On Mon, Oct 27, 2008 at 9:08 AM, Jonathan Moss
<> wrote:
> Paul,
> That makes sense :)
> As for using the include_docs parameter that is certainly one option. I also
> believe I saw something mentioned a while ago about being able to retrieve
> multiple docs from a single get request by providing a series of Ids. Was
> this just in discussion or does it already exist since I figure if I already
> have the Ids then I do not need to use a view for this?
> Thanks,
> Jon
>> Jonathan,
>> First off to alay your main concern, view indexes are not completely
>> regenerated on each update. Its only a diff.
>> So, given we have a database with some built view. If a document X
>> changes in the db, the view serer deletes any rows in the view that
>> came from doc X, then runs the map view with the new version of the
>> doc adding back any of the rows.
>> In this method, each time you request a view, its only updating the
>> data that's changed since the last view request.
>> Other than that, as you point out, emitting the entire doc isn't
>> overly efficient. Things to consider are the relative recent addition
>> of the include_docs parameter. Also, there's a wiki page on working
>> with hierarchal data that's got some good ideas.
>> HTH,
>> Paul Davis
>> On Mon, Oct 27, 2008 at 7:20 AM, Jonathan Moss
>> <> wrote:
>>> Greetings all,
>>> I am currently writing a set of classes to handle php object model <->
>>> CouchDB. The PHP objects are hierarchical and I have modelled this as
>>> essentially a doubly linked list. So that every document within DouchDB
>>> has
>>> a 'Children' array and a 'Parents' array. These arrays contain the Ids or
>>> related objects.
>>> I already have a couple of map functions to retrieve children and
>>> parents:
>>> "childrenOf": {
>>>     "map": "function(doc) {for(var idx in doc.Parents)
>>> {emit(doc.Parents[idx], doc);}}"
>>>  },
>>>  "parentsOf": {
>>>     "map": "function(doc) {for(var idx in doc.Children)
>>> {emit(doc.Children[idx], doc);}}"
>>>  }
>>> These functions return whole documents. My understanding of views is that
>>> these views would have to be re-generated every time a document is added,
>>> removed or updated. If this is the case then when the number of documents
>>> in
>>> the database starts getting larger, the initial response time to retrieve
>>> one of these views would become considerable. In a small, system where
>>> writes are un-common and reads regular. This would not be an issue.
>>> However,
>>> I am struggling to find more than a handful of niche applications were
>>> this
>>> would be true.  In almost all web application I have written, almost
>>> every
>>> request to the website will result in something (even if it is just
>>> tracking
>>> data) being written to the database. On a high volume website this would
>>> result in views having to be re-created almost constantly. Therefore
>>> efficient view design becomes paramount.

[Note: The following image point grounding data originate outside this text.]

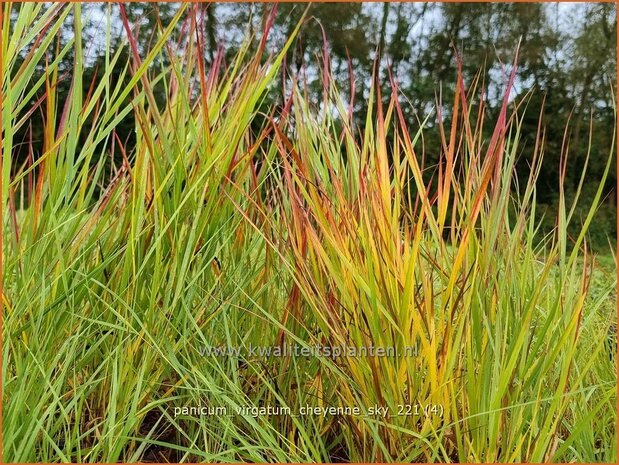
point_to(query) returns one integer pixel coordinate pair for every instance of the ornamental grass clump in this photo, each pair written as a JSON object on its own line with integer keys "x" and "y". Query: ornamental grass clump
{"x": 232, "y": 222}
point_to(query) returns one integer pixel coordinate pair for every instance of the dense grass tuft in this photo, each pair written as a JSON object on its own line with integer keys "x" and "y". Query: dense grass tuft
{"x": 234, "y": 224}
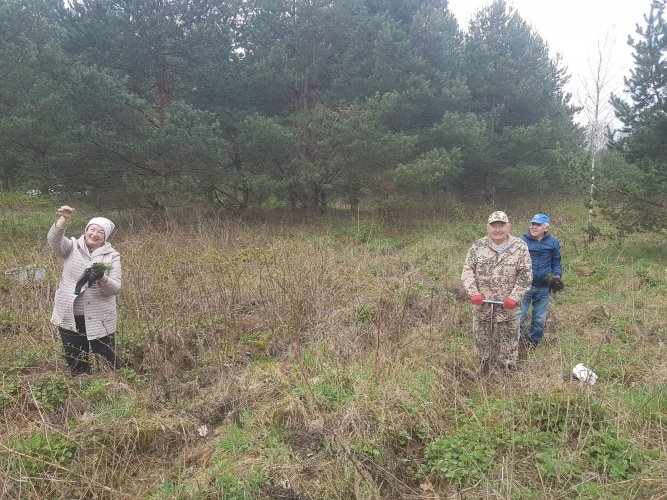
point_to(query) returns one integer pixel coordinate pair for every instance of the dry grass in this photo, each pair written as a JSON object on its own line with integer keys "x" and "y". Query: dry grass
{"x": 321, "y": 359}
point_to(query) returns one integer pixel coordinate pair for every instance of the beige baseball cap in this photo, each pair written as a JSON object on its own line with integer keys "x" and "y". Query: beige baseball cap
{"x": 498, "y": 217}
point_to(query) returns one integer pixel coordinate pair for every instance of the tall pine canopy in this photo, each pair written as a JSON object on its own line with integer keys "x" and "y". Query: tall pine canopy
{"x": 638, "y": 193}
{"x": 298, "y": 103}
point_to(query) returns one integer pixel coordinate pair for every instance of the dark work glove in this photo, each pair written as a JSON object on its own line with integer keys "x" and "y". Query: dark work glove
{"x": 556, "y": 285}
{"x": 95, "y": 275}
{"x": 85, "y": 278}
{"x": 90, "y": 276}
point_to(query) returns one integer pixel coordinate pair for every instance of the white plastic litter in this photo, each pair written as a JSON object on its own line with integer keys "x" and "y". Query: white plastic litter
{"x": 584, "y": 374}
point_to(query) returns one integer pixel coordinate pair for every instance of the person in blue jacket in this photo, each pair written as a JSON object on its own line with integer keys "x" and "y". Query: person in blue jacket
{"x": 547, "y": 271}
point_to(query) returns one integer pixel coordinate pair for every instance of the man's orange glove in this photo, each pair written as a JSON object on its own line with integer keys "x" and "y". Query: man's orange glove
{"x": 509, "y": 303}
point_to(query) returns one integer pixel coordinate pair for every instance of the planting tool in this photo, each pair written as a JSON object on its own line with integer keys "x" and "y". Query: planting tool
{"x": 492, "y": 303}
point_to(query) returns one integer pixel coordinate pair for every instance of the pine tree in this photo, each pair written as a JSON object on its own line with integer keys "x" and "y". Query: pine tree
{"x": 640, "y": 190}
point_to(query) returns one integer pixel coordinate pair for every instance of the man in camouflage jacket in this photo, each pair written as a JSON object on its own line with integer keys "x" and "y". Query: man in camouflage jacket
{"x": 497, "y": 267}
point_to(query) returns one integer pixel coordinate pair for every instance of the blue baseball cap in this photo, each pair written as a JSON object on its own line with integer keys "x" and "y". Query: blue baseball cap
{"x": 540, "y": 219}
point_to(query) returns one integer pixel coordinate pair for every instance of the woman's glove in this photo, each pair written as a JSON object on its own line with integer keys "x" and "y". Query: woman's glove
{"x": 90, "y": 276}
{"x": 556, "y": 285}
{"x": 477, "y": 300}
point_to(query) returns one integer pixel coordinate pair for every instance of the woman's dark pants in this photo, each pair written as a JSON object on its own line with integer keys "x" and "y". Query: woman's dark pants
{"x": 77, "y": 346}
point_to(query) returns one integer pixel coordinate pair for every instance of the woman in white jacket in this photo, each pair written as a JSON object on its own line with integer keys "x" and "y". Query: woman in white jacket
{"x": 86, "y": 312}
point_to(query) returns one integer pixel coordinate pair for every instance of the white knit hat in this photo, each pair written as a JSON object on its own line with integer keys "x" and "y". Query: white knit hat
{"x": 104, "y": 223}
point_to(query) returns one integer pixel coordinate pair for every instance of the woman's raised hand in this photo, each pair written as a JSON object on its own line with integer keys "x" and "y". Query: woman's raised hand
{"x": 65, "y": 211}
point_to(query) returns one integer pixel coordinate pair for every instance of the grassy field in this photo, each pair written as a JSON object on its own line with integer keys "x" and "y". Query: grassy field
{"x": 291, "y": 357}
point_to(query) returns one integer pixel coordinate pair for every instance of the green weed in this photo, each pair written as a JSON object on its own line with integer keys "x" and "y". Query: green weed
{"x": 9, "y": 387}
{"x": 618, "y": 459}
{"x": 40, "y": 452}
{"x": 51, "y": 392}
{"x": 462, "y": 456}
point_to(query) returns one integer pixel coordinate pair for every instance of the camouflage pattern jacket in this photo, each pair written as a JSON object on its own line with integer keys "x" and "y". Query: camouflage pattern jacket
{"x": 497, "y": 277}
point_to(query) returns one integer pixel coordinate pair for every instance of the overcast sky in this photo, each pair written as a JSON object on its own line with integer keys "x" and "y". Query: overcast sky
{"x": 575, "y": 29}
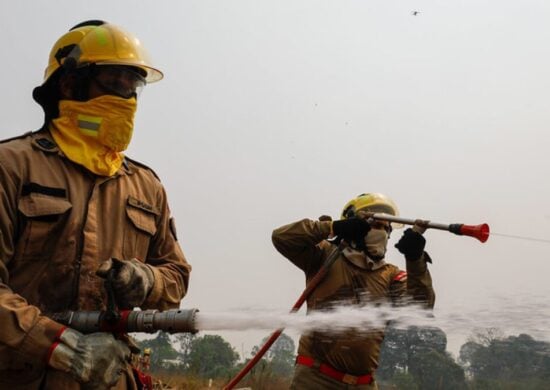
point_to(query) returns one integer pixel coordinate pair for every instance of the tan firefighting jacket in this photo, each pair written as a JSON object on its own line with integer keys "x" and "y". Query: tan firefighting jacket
{"x": 58, "y": 222}
{"x": 304, "y": 243}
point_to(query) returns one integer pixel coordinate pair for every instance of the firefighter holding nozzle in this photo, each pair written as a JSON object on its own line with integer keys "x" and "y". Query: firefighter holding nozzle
{"x": 360, "y": 276}
{"x": 74, "y": 210}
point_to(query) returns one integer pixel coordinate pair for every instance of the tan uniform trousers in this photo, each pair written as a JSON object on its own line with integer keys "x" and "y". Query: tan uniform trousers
{"x": 308, "y": 378}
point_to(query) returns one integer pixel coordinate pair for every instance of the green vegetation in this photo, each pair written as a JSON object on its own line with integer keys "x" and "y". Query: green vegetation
{"x": 411, "y": 359}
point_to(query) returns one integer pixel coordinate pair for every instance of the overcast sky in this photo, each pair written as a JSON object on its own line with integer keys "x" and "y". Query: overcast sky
{"x": 272, "y": 111}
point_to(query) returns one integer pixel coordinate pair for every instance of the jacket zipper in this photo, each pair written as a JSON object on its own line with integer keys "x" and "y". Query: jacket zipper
{"x": 78, "y": 260}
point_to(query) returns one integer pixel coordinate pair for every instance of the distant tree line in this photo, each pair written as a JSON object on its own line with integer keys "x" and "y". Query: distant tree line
{"x": 414, "y": 358}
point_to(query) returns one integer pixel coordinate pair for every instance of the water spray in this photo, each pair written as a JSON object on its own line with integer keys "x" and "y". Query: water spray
{"x": 481, "y": 232}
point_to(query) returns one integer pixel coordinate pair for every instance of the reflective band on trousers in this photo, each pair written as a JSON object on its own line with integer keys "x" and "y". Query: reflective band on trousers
{"x": 333, "y": 373}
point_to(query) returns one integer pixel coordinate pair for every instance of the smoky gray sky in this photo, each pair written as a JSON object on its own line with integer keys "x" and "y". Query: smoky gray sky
{"x": 272, "y": 111}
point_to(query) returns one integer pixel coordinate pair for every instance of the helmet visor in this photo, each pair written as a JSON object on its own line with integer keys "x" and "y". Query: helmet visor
{"x": 123, "y": 81}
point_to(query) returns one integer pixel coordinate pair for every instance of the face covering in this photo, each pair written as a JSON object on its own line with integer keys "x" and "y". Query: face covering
{"x": 95, "y": 132}
{"x": 376, "y": 243}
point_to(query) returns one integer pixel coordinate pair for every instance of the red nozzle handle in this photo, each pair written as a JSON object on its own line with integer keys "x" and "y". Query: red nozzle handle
{"x": 481, "y": 232}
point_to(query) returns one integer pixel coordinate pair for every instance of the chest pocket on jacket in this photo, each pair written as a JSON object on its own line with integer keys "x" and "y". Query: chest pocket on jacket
{"x": 142, "y": 227}
{"x": 42, "y": 218}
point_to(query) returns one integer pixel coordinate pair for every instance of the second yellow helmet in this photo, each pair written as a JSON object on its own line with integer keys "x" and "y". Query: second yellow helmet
{"x": 373, "y": 202}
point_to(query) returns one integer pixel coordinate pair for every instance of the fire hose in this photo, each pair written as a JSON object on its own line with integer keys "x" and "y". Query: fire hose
{"x": 481, "y": 232}
{"x": 128, "y": 321}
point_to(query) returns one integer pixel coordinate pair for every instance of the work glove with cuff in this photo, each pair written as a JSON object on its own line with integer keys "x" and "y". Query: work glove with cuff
{"x": 351, "y": 230}
{"x": 132, "y": 281}
{"x": 411, "y": 244}
{"x": 95, "y": 360}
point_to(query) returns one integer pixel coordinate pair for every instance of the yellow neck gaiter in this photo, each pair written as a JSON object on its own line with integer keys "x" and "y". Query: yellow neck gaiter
{"x": 95, "y": 132}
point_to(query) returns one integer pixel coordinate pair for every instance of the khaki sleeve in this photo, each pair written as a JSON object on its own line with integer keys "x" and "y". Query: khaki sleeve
{"x": 299, "y": 241}
{"x": 23, "y": 326}
{"x": 170, "y": 267}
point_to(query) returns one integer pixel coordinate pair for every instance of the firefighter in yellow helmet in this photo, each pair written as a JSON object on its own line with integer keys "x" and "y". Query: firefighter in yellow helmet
{"x": 360, "y": 276}
{"x": 74, "y": 209}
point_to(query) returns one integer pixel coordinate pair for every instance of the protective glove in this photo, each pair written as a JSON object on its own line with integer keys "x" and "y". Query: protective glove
{"x": 354, "y": 229}
{"x": 411, "y": 244}
{"x": 132, "y": 281}
{"x": 95, "y": 360}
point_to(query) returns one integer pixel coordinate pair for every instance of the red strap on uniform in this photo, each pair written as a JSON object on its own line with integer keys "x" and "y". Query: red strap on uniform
{"x": 333, "y": 373}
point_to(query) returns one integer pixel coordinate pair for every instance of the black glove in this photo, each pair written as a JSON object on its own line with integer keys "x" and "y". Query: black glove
{"x": 411, "y": 245}
{"x": 354, "y": 229}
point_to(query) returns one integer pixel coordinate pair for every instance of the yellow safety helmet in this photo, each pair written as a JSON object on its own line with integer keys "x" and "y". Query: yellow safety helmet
{"x": 98, "y": 42}
{"x": 373, "y": 202}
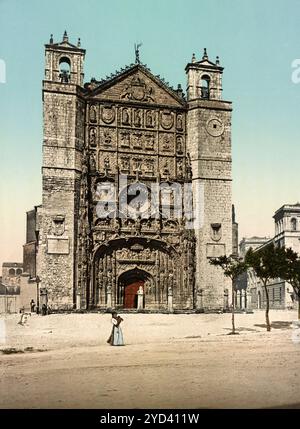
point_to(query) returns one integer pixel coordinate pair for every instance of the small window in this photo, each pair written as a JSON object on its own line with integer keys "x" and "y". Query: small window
{"x": 12, "y": 272}
{"x": 205, "y": 86}
{"x": 294, "y": 224}
{"x": 64, "y": 69}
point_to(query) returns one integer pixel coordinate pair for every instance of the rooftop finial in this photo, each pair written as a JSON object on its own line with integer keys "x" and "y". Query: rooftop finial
{"x": 65, "y": 38}
{"x": 137, "y": 52}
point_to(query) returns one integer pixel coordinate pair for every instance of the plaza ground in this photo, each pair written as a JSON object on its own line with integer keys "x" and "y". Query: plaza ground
{"x": 169, "y": 361}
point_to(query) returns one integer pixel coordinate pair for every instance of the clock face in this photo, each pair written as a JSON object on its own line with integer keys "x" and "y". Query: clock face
{"x": 215, "y": 127}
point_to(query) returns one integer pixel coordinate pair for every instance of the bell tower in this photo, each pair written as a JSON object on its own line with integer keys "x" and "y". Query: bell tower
{"x": 209, "y": 146}
{"x": 63, "y": 143}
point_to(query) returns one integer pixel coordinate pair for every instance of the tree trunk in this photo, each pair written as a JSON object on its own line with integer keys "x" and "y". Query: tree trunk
{"x": 267, "y": 308}
{"x": 232, "y": 315}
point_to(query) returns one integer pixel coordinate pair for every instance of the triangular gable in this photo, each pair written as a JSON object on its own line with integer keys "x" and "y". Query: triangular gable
{"x": 137, "y": 84}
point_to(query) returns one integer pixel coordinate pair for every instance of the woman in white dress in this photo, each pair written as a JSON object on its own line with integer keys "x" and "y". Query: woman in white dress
{"x": 116, "y": 336}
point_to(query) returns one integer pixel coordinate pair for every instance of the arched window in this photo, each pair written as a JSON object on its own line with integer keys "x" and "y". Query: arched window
{"x": 12, "y": 272}
{"x": 294, "y": 224}
{"x": 64, "y": 69}
{"x": 205, "y": 86}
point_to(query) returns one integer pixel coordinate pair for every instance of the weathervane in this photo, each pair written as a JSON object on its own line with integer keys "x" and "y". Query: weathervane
{"x": 137, "y": 52}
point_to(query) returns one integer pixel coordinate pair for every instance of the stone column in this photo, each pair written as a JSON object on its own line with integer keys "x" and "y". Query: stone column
{"x": 238, "y": 299}
{"x": 78, "y": 299}
{"x": 243, "y": 294}
{"x": 226, "y": 299}
{"x": 249, "y": 303}
{"x": 170, "y": 300}
{"x": 140, "y": 298}
{"x": 108, "y": 298}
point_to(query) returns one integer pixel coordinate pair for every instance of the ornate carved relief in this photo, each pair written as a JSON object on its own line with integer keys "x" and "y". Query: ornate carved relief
{"x": 138, "y": 118}
{"x": 108, "y": 114}
{"x": 108, "y": 137}
{"x": 179, "y": 122}
{"x": 138, "y": 90}
{"x": 93, "y": 137}
{"x": 150, "y": 119}
{"x": 93, "y": 113}
{"x": 126, "y": 116}
{"x": 166, "y": 142}
{"x": 166, "y": 119}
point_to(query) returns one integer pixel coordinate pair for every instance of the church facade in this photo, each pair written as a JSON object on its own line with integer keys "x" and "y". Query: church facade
{"x": 136, "y": 187}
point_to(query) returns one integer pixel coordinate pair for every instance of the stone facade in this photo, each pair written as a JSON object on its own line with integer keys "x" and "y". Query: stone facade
{"x": 131, "y": 133}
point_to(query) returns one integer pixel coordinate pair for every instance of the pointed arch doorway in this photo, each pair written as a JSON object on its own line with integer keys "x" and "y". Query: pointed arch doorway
{"x": 128, "y": 286}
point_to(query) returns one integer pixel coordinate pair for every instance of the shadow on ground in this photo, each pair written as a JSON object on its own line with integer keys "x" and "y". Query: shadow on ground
{"x": 243, "y": 329}
{"x": 285, "y": 407}
{"x": 277, "y": 325}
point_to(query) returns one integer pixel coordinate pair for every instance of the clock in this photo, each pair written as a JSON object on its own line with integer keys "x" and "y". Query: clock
{"x": 215, "y": 127}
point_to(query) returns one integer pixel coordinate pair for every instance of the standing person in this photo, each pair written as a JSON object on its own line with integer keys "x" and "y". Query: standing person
{"x": 32, "y": 305}
{"x": 44, "y": 310}
{"x": 116, "y": 336}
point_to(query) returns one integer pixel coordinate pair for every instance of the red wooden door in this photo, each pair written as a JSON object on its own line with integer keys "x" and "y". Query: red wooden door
{"x": 130, "y": 298}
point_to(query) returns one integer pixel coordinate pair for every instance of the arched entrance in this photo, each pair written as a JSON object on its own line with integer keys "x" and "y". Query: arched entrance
{"x": 128, "y": 286}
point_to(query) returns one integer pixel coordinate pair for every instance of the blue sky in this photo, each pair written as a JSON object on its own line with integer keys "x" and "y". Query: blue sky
{"x": 256, "y": 41}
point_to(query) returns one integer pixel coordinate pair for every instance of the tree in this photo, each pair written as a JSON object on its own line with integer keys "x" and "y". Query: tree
{"x": 232, "y": 268}
{"x": 268, "y": 263}
{"x": 291, "y": 272}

>>> The view functions shown above return the whole doc. Which is know is
>>> in-efficient. In fact since I already have the document I want the
>>> children/parents of, I also already have all the child/parent IDs. Would
>>> it
>>> be much more efficient to simply retrieve the parent/child documents
>>> individually rather than having to re-generate views all the time?
>>> As a side question - Having to re-generate views constantly in this kind
>>> of
>>> a situation could prove a real issue. I know that CouchDB is still
>>> pre-1.0
>>> release and the developers are necessarily focusing on 'getting is right'
>>> before 'getting it fast' (to coin a phrase :) but will improvements in
>>> speed
>>> already on the roadmap make these worries moot except in very large
>>> databases or is it always going to be an issue and therefore require some
>>> clever application design?
>>> e.g. keeping frequently updated data in a traditional SQL DB and only
>>> keep
>>> rarely updated data in CouchDB, which would be a shame.